Frank Cox, from Dublin, was 66 when he was diagnosed with lung cancer – the same age as his father when he died from the disease. He only survived after surgery to remove part of his lung followed by lengthy chemotherapy treatment and describes himself as ‘one of the lucky ones’. “As a lung cancer survivor, I think we owe plain packaging to those lives lost to tobacco in this country. They may have lost their battle but we can fight this battle for their children and grandchildren,” he said.
Protecting the Next Generation
By introducing the legislation, the State could particularly help protect the next generation – those who have yet to take their first drag of a cigarette. “I started smoking at a young age,” said Frank. “I see young kids today still smoking, despite all we now know about cigarettes. I want the next generation to know that smoking really does kill and to realise that it is not normal for a product to be on the market which kills people.

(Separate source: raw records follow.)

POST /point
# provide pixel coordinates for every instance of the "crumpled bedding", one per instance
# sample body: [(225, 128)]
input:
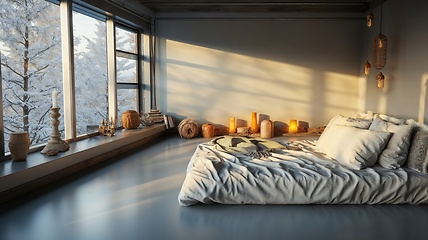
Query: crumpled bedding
[(296, 174)]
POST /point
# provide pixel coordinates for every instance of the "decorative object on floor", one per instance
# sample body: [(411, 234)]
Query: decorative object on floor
[(266, 129), (243, 130), (379, 52), (107, 128), (292, 128), (188, 128), (146, 119), (55, 144), (254, 126), (19, 145), (208, 130), (369, 19), (232, 125), (131, 119), (380, 80), (169, 121), (302, 127)]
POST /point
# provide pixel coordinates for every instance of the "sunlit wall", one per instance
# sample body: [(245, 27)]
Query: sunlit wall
[(211, 70), (406, 69)]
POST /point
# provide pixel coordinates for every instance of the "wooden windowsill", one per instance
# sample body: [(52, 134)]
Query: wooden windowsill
[(18, 177)]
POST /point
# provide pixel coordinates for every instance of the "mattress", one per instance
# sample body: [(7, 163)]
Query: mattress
[(298, 176)]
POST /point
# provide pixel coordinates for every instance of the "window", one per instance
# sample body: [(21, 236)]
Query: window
[(32, 51), (90, 71), (127, 59), (30, 45)]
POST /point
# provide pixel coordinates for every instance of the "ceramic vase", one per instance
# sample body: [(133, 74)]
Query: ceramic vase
[(208, 130), (19, 145)]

“Plain packaging will help this – it will help show that cigarettes are not normal consumer products which can carry normal branding. A pack will show an image of what smoking will do to your body and all packs will look the same. I wish plain packaging had been around when I was a kid and picking up my first cigarette.”
50-year-old Paula Newman from Dublin has seen a dramatic decline in her quality of life since being diagnosed with Chronic Obstructive Pulmonary Disease (COPD) five years ago and told smoking was a major factor.
She had to give up her job as a chef because she can no longer work in kitchens; she can’t dance, or go to concerts; she can’t go to many department stores because of fumes from perfume and cosmetic stands; and she loves comedy but can't watch her favourite programmes without a nebuliser because of coughing fits.
Paula said: “Smoking has ruined my life. It’s taken away my job and I have no social life. Even going out in my local area, I’ve had to be brought home by police or total strangers as I’m sometimes unable to walk and look ready to collapse. I started smoking when I was 16. I thought I was invincible and didn't heed the warnings on cigarettes. I don’t want anyone else to have to suffer like I’m suffering. That’s why I support this law.”
For Breda Flood from Co Wexford, who was first diagnosed with asthma in 1983, it’s the effects of other people’s smoking, rather than smoking herself, that’s the problem. Smoking is the most dangerous trigger for asthma attacks which claim the life of one person a week in Ireland and result in thousands more being hospitalised.
“Prior to the smoking ban, restaurants and particularly pubs were no go areas for me,” she said. “Yet, despite my best efforts to avoid smoke or places where people are smoking, tobacco still poses a significant risk to my health. Personally I have needed emergency care as the result of breathing in someone else’s tobacco smoke at a hurling match. This took place outdoors when I wasn’t even standing next to the smoker.”
Ms Flood added that despite the risks, many people with asthma and parents of children with asthma, smoke. “Smoking with asthma may seem crazy, but we know that tobacco is so addictive it can override logic and even someone’s desire to quit. For this reason it is so important that the plain packaging legislation is passed.”